Matteo Ghisolfi

Personal information
- Date of birth: 25 May 2002 (age 23)
- Place of birth: Cremona, Italy
- Height: 1.90 m (6 ft 3 in)
- Position: Midfielder

Team information
- Current team: Potenza
- Number: 77

Youth career
- Cremonese

Senior career*
- Years: Team / Apps / (Gls)
- 2020–2024: Cremonese / 5 / (0)
- 2021–2022: → Grosseto (loan) / 8 / (0)
- 2022: → Fiorenzuola (loan) / 1 / (0)
- 2022–2023: → Giugliano (loan) / 18 / (0)
- 2023–2024: → Cerignola (loan) / 13 / (1)
- 2024–: Potenza / 39 / (2)

= Matteo Ghisolfi =

Italian footballer

Matteo Ghisolfi (born 25 May 2002) is an Italian professional footballer who plays as a midfielder for club Potenza.

==Club career==
He made his Serie B debut for Cremonese on 4 October 2020 in a game against Pisa.
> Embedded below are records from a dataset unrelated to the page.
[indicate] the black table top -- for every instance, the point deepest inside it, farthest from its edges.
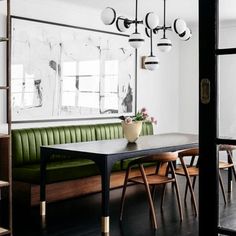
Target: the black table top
(144, 145)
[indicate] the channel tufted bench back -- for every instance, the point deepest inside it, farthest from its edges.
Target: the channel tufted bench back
(26, 142)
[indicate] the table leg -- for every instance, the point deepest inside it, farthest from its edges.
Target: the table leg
(105, 177)
(43, 163)
(230, 174)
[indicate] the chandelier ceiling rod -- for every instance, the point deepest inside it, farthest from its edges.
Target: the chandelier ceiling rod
(151, 23)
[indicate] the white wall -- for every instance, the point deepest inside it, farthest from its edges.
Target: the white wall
(188, 87)
(189, 77)
(227, 83)
(158, 91)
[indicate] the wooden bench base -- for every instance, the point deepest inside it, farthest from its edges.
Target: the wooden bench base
(26, 193)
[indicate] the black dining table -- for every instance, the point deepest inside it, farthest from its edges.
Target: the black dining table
(105, 153)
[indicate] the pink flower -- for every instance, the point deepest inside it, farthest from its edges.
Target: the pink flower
(128, 120)
(144, 110)
(153, 120)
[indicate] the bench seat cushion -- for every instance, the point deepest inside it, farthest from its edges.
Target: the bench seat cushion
(58, 171)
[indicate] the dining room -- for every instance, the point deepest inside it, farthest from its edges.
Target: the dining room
(117, 117)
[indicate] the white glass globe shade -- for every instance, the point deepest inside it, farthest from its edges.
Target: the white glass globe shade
(108, 16)
(136, 40)
(151, 63)
(179, 26)
(151, 20)
(120, 24)
(186, 35)
(164, 45)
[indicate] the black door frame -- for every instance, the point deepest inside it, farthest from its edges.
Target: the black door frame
(208, 119)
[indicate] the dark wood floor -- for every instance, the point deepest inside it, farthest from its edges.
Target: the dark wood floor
(81, 217)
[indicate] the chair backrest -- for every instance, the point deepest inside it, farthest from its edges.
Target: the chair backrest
(189, 152)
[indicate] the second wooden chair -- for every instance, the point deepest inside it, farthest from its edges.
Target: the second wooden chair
(153, 179)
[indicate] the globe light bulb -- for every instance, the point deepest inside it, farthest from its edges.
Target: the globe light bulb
(186, 35)
(151, 63)
(151, 20)
(179, 26)
(136, 40)
(164, 45)
(121, 25)
(108, 16)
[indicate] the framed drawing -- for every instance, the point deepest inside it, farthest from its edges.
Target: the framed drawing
(67, 72)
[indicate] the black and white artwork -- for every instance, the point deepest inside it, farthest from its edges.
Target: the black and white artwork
(67, 72)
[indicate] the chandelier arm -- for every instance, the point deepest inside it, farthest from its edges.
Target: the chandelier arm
(136, 17)
(151, 43)
(164, 26)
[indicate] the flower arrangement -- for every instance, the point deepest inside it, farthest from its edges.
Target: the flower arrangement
(141, 115)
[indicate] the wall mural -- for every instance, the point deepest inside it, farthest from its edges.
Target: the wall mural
(67, 72)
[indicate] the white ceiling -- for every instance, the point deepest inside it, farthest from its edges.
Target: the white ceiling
(186, 9)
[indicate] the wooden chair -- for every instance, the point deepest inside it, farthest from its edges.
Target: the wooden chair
(229, 163)
(192, 171)
(158, 178)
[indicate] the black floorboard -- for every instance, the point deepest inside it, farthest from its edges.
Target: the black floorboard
(81, 217)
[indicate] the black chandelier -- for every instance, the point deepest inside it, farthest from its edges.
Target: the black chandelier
(152, 27)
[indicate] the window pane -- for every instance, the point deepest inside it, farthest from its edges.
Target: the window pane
(17, 71)
(111, 67)
(29, 85)
(110, 102)
(68, 99)
(89, 67)
(89, 100)
(89, 83)
(69, 68)
(227, 96)
(16, 86)
(69, 84)
(16, 99)
(227, 27)
(28, 99)
(111, 84)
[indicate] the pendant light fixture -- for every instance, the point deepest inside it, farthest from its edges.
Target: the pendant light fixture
(151, 62)
(151, 23)
(136, 39)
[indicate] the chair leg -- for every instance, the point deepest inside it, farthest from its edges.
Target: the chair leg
(149, 196)
(190, 186)
(163, 196)
(186, 192)
(222, 187)
(177, 192)
(179, 201)
(123, 193)
(230, 159)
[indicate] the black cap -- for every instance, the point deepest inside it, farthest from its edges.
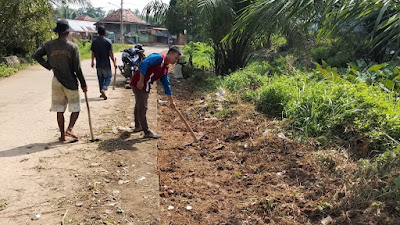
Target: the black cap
(101, 30)
(62, 27)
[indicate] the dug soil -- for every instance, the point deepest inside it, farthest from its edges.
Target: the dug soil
(245, 170)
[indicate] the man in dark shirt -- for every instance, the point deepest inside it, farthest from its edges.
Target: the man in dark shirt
(102, 50)
(63, 59)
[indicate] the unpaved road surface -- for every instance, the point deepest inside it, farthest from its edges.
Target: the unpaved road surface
(113, 181)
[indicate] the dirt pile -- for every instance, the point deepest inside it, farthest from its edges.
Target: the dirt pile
(244, 171)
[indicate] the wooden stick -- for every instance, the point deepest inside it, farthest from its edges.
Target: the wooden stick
(90, 120)
(187, 125)
(63, 220)
(115, 73)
He started the game and was substituted at half-time.

On 16 August 2021, he was loaned to Grosseto.

On 31 January 2022, Ghisolfi moved to Fiorenzuola on loan until 30 June 2022.

On 21 July 2022, Ghisolfi joined Giugliano on a season-long loan, the club was newly promoted to Serie C.

On 23 August 2023, Ghisolfi was loaned to Cerignola.

On 20 July 2024, he joined Potenza on permanent basis.